Seven political campaigns spoke to The Independent about their stance on ending this discriminatory ban. They believe that the one-year ban enforced by the US Food and Drug Administration (FDA) is outdated and needs to be replaced.
‘The one-year deferral period for male blood donors who identify as gay and bisexual has nothing to do with science or medicine and everything to do with outdated stigmas against the LGBTQ community,’ a spokesperson for Beto O’Rourke’s campaign said.
‘Our blood screening policies must be based on 21st century medical evidence.
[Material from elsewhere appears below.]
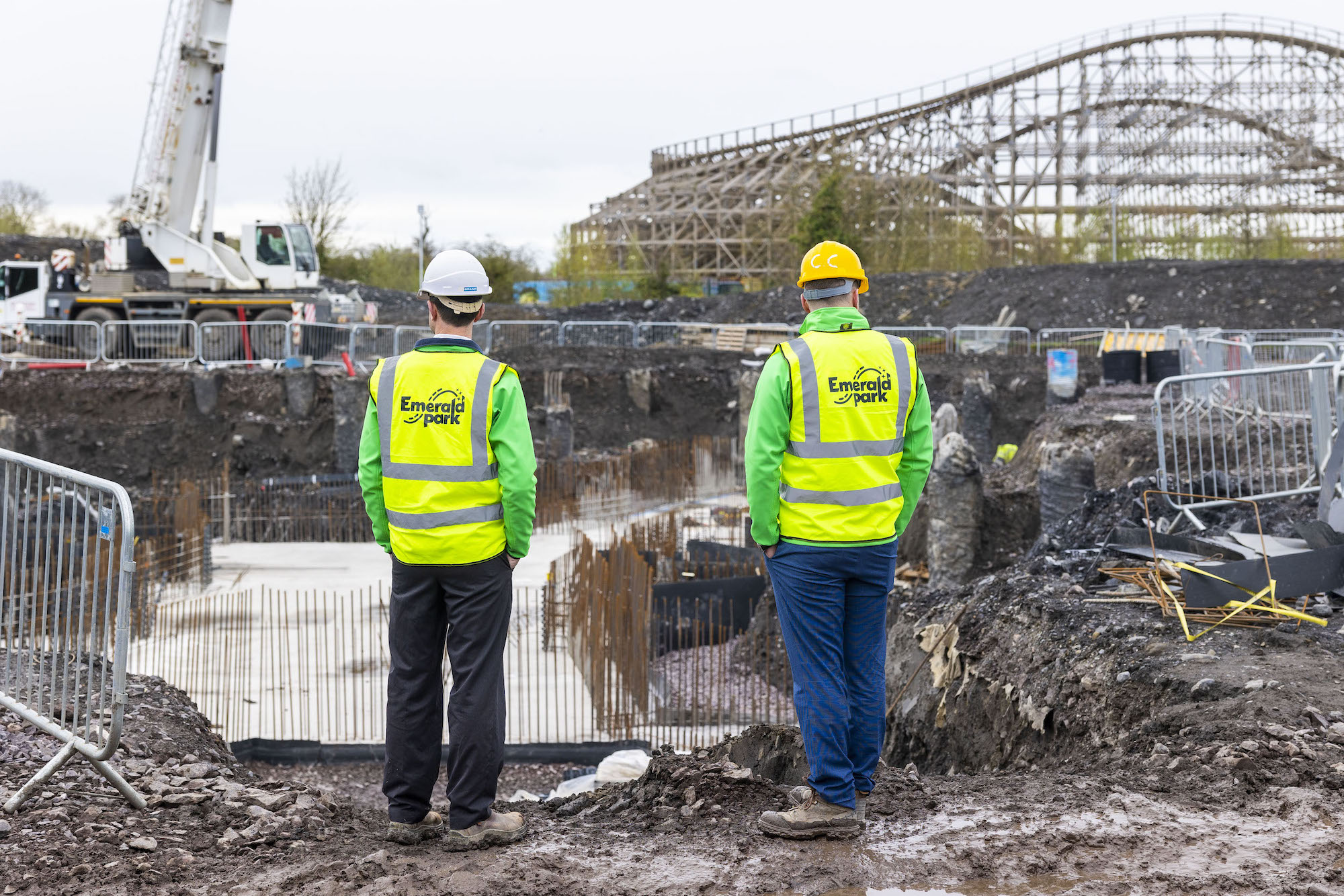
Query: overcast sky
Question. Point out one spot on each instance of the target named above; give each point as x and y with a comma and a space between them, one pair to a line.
503, 119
Not outdated biases about which populations carry more risk of HIV transmission. These policies serve no one and will only limit access to life-saving blood donations.’
The campaigns of Elizabeth Warren, Bernie Sanders, Kamala Harris, Kirsten Gillibrand, John Delaney, and Marianne Williamson agreed with this sentiment.
Why it matters
William McColl, the director of health policy with the advocacy group AIDS United, says he never saw this issue get this much attention in previous election cycles. He notes that new reforms appear to be underway at the FDA, where an updated testing standard is being worked out. He believes the comments from 2020 candidates show progress is being made.
‘I’m pleased to hear that they’re talking about it. I think it shows that we’ve come a really long way in a short period of time,’ he said. ‘This discussion wasn’t happening even 10 years ago, for sure.’
The original ban prohibited gay and bisexual men, as well as transgender people, from donating blood for their entire lives. Over the next 30 years, new scientific advancements lessened this. In 2015, the requirement was reduced to just one year.
In other countries, like Canada, the restriction has previously been reduced from a year to just three months.